JNK : Glocalisation est un néologisme inventé pour désigner des adaptations aux marchés locaux qui ne changent pas l’essentiel. Prenons quelques exemples : les coréens n’aiment pas le café expresso. Très marqués par l’implantation forte des GI’s américains en Corée, ils aiment le café américain, long, et y ajoutent du lait. Nespresso s’est adapté : certes il s’adresse aux aficionados de l’expresso mais la machine Krups elle-même a été adaptée pour le lait. La vente repose aussi plus sur l’argument du design et de l’esthétique qui entre dans le foyer.  Autre exemple avec les Chinois qui achètent des automobiles pour transporter leur famille. Au pays de l’enfant unique, on ne peut donc penser que le siège arrière est fait principalement pour les enfants. C’est pourquoi les BMW et les Mercedes sont rallongées pour pouvoir offrir dix centimètres de plus pour le confort des jambes des passagers arrière. Volkswagen a lancé des modèles spécifiques à la Chine et produit sur place. La taille du marché l’y autorise.

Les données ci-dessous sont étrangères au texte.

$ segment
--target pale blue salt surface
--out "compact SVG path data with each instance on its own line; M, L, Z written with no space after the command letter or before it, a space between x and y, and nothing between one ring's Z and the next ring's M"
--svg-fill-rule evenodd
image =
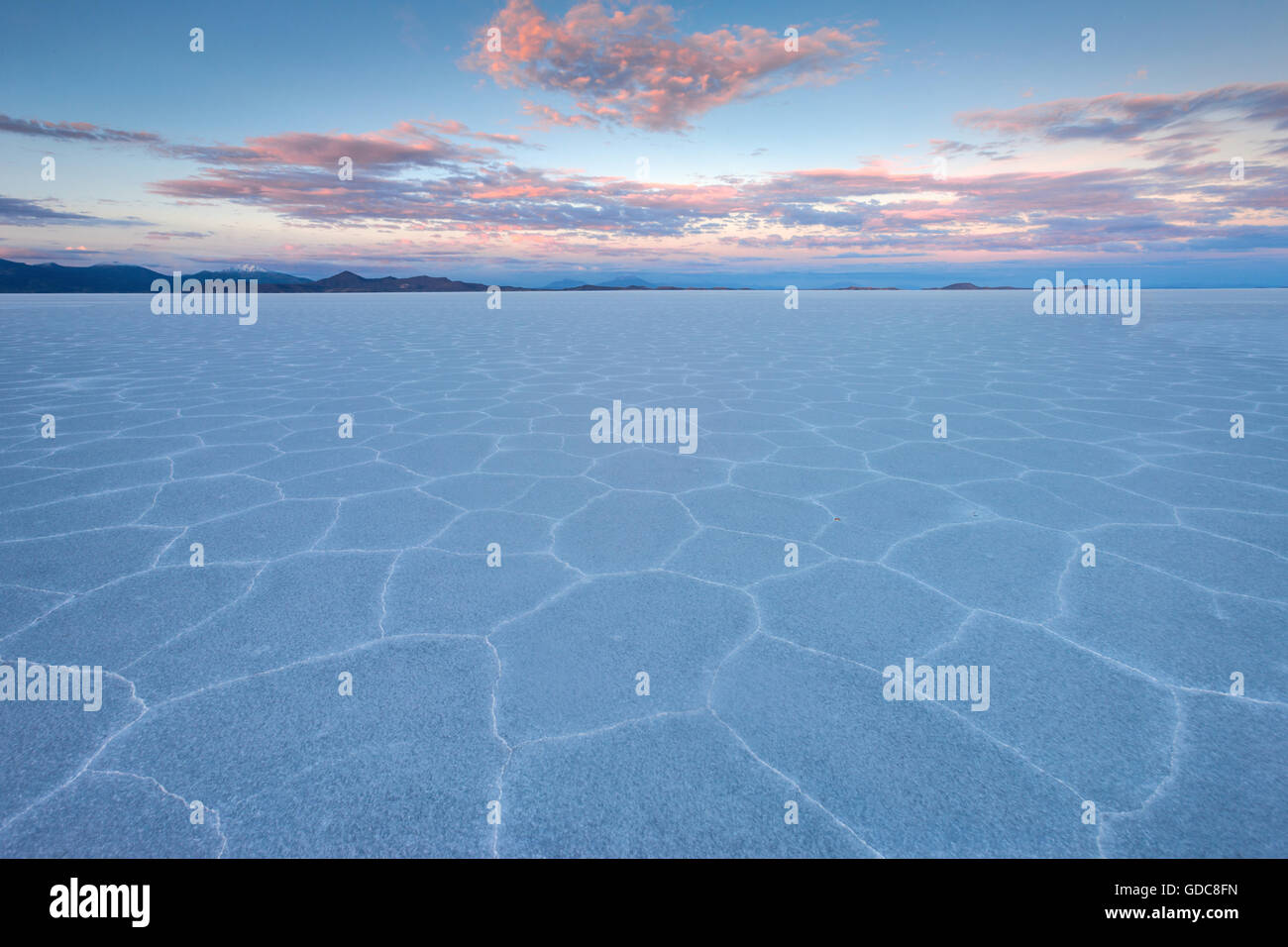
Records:
M1288 292L484 301L0 296L0 854L1288 854Z

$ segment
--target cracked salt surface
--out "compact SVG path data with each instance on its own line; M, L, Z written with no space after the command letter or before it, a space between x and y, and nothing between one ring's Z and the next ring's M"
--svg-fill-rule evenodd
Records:
M1288 854L1288 294L260 301L0 298L0 856Z

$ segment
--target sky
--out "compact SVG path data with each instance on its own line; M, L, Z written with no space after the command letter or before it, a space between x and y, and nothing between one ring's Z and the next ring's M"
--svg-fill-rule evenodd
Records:
M0 258L1284 286L1285 40L1282 0L6 0Z

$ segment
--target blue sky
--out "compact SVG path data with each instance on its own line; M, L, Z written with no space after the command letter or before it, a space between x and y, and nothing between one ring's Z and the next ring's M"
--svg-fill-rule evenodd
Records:
M6 4L0 256L1288 282L1285 4L670 9Z

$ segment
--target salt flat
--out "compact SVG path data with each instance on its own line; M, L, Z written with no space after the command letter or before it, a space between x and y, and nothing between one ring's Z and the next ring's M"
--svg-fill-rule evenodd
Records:
M1288 291L782 300L0 296L0 856L1288 854Z

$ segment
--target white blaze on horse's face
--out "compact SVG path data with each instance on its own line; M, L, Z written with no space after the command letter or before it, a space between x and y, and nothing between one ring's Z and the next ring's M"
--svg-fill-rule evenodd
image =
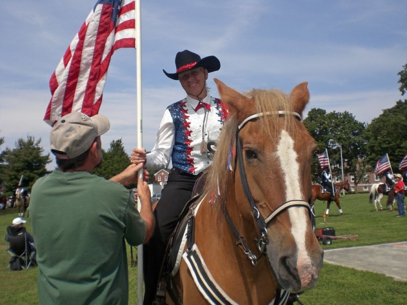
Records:
M281 131L277 154L283 171L285 189L287 190L286 201L303 198L304 196L300 183L300 166L297 161L294 141L285 130ZM305 247L305 228L307 227L307 221L304 217L304 209L305 208L303 206L299 206L289 208L287 211L292 223L291 232L298 247L299 255L302 256L299 257L298 259L309 263L311 260Z
M298 155L301 153L306 152L296 151L295 140L287 131L282 130L276 154L283 171L286 202L306 199L304 185L301 183L303 169L298 162ZM276 253L271 249L273 248L271 243L268 246L268 257L280 285L290 292L298 292L315 285L322 262L322 260L315 260L315 257L321 256L322 252L321 250L319 253L309 253L307 249L307 234L309 235L309 232L307 229L310 225L306 208L293 206L284 213L288 215L291 223L290 233L295 243L295 250L280 253L277 257L274 256ZM289 269L297 270L298 274L294 276L297 280L292 279L293 273L287 272Z

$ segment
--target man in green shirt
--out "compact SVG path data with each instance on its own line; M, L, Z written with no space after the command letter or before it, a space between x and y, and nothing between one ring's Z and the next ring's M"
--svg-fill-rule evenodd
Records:
M154 219L142 178L139 213L121 185L136 180L142 165L132 164L110 180L92 174L102 161L100 136L109 126L101 114L73 112L50 133L58 169L36 182L30 206L40 304L128 303L125 241L147 242Z

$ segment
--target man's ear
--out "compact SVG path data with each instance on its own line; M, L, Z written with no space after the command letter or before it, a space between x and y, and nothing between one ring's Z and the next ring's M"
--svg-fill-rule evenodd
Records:
M96 142L96 141L94 141L93 143L92 143L92 146L91 146L90 152L93 154L96 154L97 150L98 150L98 143L97 142Z

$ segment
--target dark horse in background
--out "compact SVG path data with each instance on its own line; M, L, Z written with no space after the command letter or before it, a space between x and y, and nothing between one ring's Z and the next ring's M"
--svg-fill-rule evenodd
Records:
M349 190L351 189L351 186L349 185L349 182L347 179L340 182L337 182L334 184L335 187L335 198L334 201L338 208L339 209L339 212L341 215L343 215L343 212L342 211L342 208L340 206L340 203L339 202L339 195L340 191L342 190L344 190L347 192L349 192ZM312 186L312 200L311 201L312 205L315 203L316 199L322 200L323 201L327 201L327 216L329 214L329 207L331 206L331 192L324 191L322 186L320 185L313 185Z
M393 206L394 204L394 197L396 195L394 193L394 189L386 184L383 182L375 183L372 185L369 195L369 202L370 203L374 204L374 209L375 210L378 210L377 203L380 206L380 209L383 210L383 207L382 206L380 201L385 195L388 196L386 206L389 206L390 205L390 210L394 210Z

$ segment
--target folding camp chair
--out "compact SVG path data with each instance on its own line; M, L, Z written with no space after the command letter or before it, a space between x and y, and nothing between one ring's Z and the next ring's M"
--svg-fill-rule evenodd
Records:
M10 267L10 258L8 258L8 255L10 255L11 258L16 256L19 259L22 259L23 264L21 267L23 269L27 269L32 261L25 228L9 226L7 227L6 239L9 242L9 249L6 252L6 265L7 267Z

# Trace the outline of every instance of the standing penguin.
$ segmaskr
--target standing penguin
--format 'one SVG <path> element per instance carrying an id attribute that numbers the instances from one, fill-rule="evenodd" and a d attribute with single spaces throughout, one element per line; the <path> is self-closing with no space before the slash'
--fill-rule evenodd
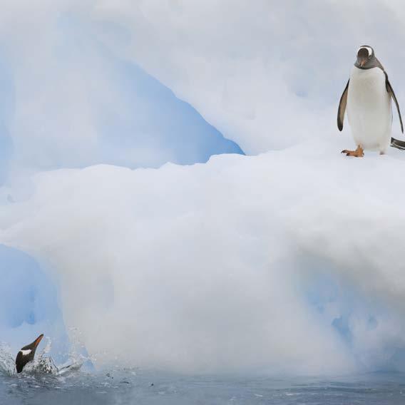
<path id="1" fill-rule="evenodd" d="M 357 147 L 355 150 L 342 150 L 347 156 L 361 158 L 365 149 L 386 153 L 390 145 L 400 149 L 405 142 L 391 138 L 391 98 L 395 102 L 401 130 L 404 133 L 399 106 L 388 80 L 388 75 L 368 45 L 360 46 L 350 78 L 340 98 L 337 112 L 337 128 L 343 129 L 344 111 Z"/>
<path id="2" fill-rule="evenodd" d="M 24 368 L 24 366 L 29 362 L 34 360 L 35 356 L 35 351 L 39 342 L 43 337 L 43 334 L 40 334 L 32 343 L 24 346 L 17 354 L 16 357 L 16 369 L 17 373 L 21 373 Z"/>

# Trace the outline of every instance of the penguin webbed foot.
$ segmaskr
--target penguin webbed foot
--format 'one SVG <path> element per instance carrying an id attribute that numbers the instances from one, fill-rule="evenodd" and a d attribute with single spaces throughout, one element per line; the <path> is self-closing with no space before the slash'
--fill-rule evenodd
<path id="1" fill-rule="evenodd" d="M 364 155 L 364 151 L 361 146 L 357 146 L 356 150 L 344 149 L 341 153 L 346 153 L 347 156 L 354 156 L 354 158 L 362 158 Z"/>

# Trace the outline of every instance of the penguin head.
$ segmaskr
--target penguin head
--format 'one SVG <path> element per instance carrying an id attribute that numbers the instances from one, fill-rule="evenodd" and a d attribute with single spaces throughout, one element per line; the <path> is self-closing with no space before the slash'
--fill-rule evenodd
<path id="1" fill-rule="evenodd" d="M 31 360 L 34 360 L 35 351 L 42 340 L 43 334 L 40 334 L 32 343 L 24 346 L 17 354 L 16 357 L 16 369 L 17 373 L 21 373 L 24 366 Z"/>
<path id="2" fill-rule="evenodd" d="M 370 69 L 378 66 L 374 50 L 368 45 L 362 45 L 357 50 L 354 66 L 360 69 Z"/>

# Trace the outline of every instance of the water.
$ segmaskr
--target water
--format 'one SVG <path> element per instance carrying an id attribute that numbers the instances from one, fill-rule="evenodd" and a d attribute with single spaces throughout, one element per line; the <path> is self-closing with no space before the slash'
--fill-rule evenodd
<path id="1" fill-rule="evenodd" d="M 182 376 L 116 368 L 66 375 L 0 374 L 0 404 L 403 404 L 405 374 L 324 379 Z"/>

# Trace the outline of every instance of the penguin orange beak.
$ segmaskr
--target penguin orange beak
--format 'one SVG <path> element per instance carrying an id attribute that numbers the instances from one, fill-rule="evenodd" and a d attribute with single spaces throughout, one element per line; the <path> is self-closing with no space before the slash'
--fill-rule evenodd
<path id="1" fill-rule="evenodd" d="M 34 341 L 34 346 L 36 349 L 36 347 L 39 344 L 39 342 L 42 340 L 43 337 L 43 334 L 40 334 Z"/>

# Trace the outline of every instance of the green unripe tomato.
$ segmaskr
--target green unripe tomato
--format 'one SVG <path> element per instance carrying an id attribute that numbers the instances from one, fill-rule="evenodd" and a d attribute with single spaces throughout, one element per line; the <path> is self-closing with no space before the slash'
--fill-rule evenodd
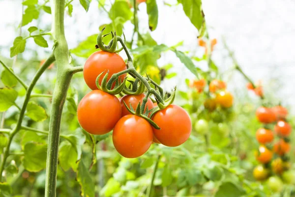
<path id="1" fill-rule="evenodd" d="M 282 174 L 283 181 L 287 184 L 294 184 L 295 183 L 295 172 L 294 171 L 286 171 Z"/>
<path id="2" fill-rule="evenodd" d="M 267 185 L 273 192 L 280 192 L 283 190 L 284 184 L 277 176 L 271 176 L 267 180 Z"/>
<path id="3" fill-rule="evenodd" d="M 209 125 L 206 120 L 200 119 L 195 124 L 195 129 L 200 134 L 206 134 L 209 131 Z"/>

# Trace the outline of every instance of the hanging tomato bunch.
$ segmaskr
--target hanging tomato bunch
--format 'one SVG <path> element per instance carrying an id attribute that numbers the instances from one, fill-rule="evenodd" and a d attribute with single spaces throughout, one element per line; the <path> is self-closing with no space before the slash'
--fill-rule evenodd
<path id="1" fill-rule="evenodd" d="M 183 109 L 172 104 L 176 89 L 167 98 L 157 84 L 139 74 L 125 42 L 116 32 L 111 33 L 113 38 L 108 45 L 103 44 L 103 37 L 109 34 L 102 35 L 104 29 L 97 37 L 96 47 L 101 51 L 90 55 L 84 66 L 85 82 L 92 90 L 78 106 L 81 127 L 96 135 L 113 130 L 115 148 L 129 158 L 141 156 L 153 142 L 170 147 L 184 143 L 192 124 Z M 122 48 L 117 50 L 118 41 Z M 127 63 L 117 53 L 122 49 L 128 57 Z M 125 83 L 127 73 L 132 77 L 128 87 Z"/>

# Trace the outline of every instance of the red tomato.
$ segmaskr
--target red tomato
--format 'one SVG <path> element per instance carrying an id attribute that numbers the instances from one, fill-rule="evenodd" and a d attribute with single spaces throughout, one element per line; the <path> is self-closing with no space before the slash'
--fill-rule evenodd
<path id="1" fill-rule="evenodd" d="M 128 109 L 127 109 L 125 106 L 124 102 L 123 102 L 123 101 L 129 108 L 130 104 L 131 104 L 133 109 L 135 110 L 138 105 L 138 103 L 139 102 L 140 102 L 141 103 L 143 103 L 143 99 L 145 97 L 146 97 L 146 95 L 142 94 L 139 95 L 125 95 L 124 97 L 122 97 L 122 98 L 121 98 L 121 100 L 120 100 L 122 107 L 122 116 L 124 116 L 127 114 L 131 114 L 130 112 L 128 111 Z M 149 110 L 154 107 L 152 101 L 149 98 L 148 99 L 148 102 L 147 102 L 147 104 L 146 104 L 145 112 L 146 111 L 147 107 L 148 107 Z"/>
<path id="2" fill-rule="evenodd" d="M 274 126 L 274 131 L 278 135 L 281 136 L 288 136 L 291 133 L 291 126 L 283 120 L 278 121 Z"/>
<path id="3" fill-rule="evenodd" d="M 209 85 L 209 91 L 212 93 L 226 88 L 226 84 L 224 82 L 218 79 L 214 79 Z"/>
<path id="4" fill-rule="evenodd" d="M 273 133 L 271 130 L 260 128 L 256 131 L 256 139 L 261 144 L 271 142 L 273 140 Z"/>
<path id="5" fill-rule="evenodd" d="M 259 152 L 256 152 L 256 159 L 263 164 L 269 162 L 272 158 L 272 152 L 263 145 L 259 146 Z"/>
<path id="6" fill-rule="evenodd" d="M 152 128 L 148 122 L 135 115 L 122 117 L 113 132 L 117 151 L 127 158 L 138 157 L 146 153 L 152 142 Z"/>
<path id="7" fill-rule="evenodd" d="M 234 97 L 228 91 L 221 91 L 216 95 L 216 102 L 222 107 L 229 108 L 233 106 Z"/>
<path id="8" fill-rule="evenodd" d="M 86 131 L 105 134 L 114 128 L 121 117 L 121 105 L 114 95 L 95 90 L 81 99 L 77 110 L 78 120 Z"/>
<path id="9" fill-rule="evenodd" d="M 276 142 L 273 145 L 273 151 L 279 155 L 283 155 L 290 151 L 290 144 L 287 143 L 283 139 Z"/>
<path id="10" fill-rule="evenodd" d="M 156 112 L 151 119 L 161 128 L 152 128 L 155 136 L 165 146 L 179 146 L 184 143 L 190 135 L 190 118 L 184 109 L 179 106 L 170 105 Z"/>
<path id="11" fill-rule="evenodd" d="M 262 123 L 271 123 L 276 120 L 275 114 L 271 109 L 265 107 L 260 107 L 256 110 L 256 117 Z"/>
<path id="12" fill-rule="evenodd" d="M 288 110 L 281 105 L 276 106 L 271 108 L 275 114 L 277 120 L 285 119 L 288 115 Z"/>
<path id="13" fill-rule="evenodd" d="M 99 78 L 99 84 L 101 84 L 101 81 L 108 70 L 109 71 L 108 80 L 109 80 L 113 74 L 125 70 L 126 68 L 125 62 L 118 54 L 103 51 L 96 51 L 90 55 L 85 63 L 83 70 L 84 80 L 91 89 L 97 90 L 95 80 L 99 74 L 105 71 Z M 125 76 L 126 74 L 120 76 L 121 82 L 124 80 Z M 114 82 L 113 85 L 113 88 L 115 85 Z"/>

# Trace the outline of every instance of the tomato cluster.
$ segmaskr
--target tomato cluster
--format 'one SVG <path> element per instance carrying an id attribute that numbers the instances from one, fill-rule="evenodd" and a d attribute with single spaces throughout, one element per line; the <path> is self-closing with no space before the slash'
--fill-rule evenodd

[Apax Talks] : Cette stratégie dépend-elle finalement des secteurs d’activité ?

JNK : Plutôt. Disons pour schématiser que les marques de luxe ont tendance à globaliser de façon stricte. Les touristes ne supporteraient pas de découvrir qu’ils n’ont pas chez eux la même version du produit de luxe que celle trouvée dans le monde entier. Au contraire, plus la marque est populaire, plus elle doit être proche des consommateurs et donc s’adapter à leur culture. Dans le Groupe L’Oréal, Lancôme ne s’adapte pas, Garnier si.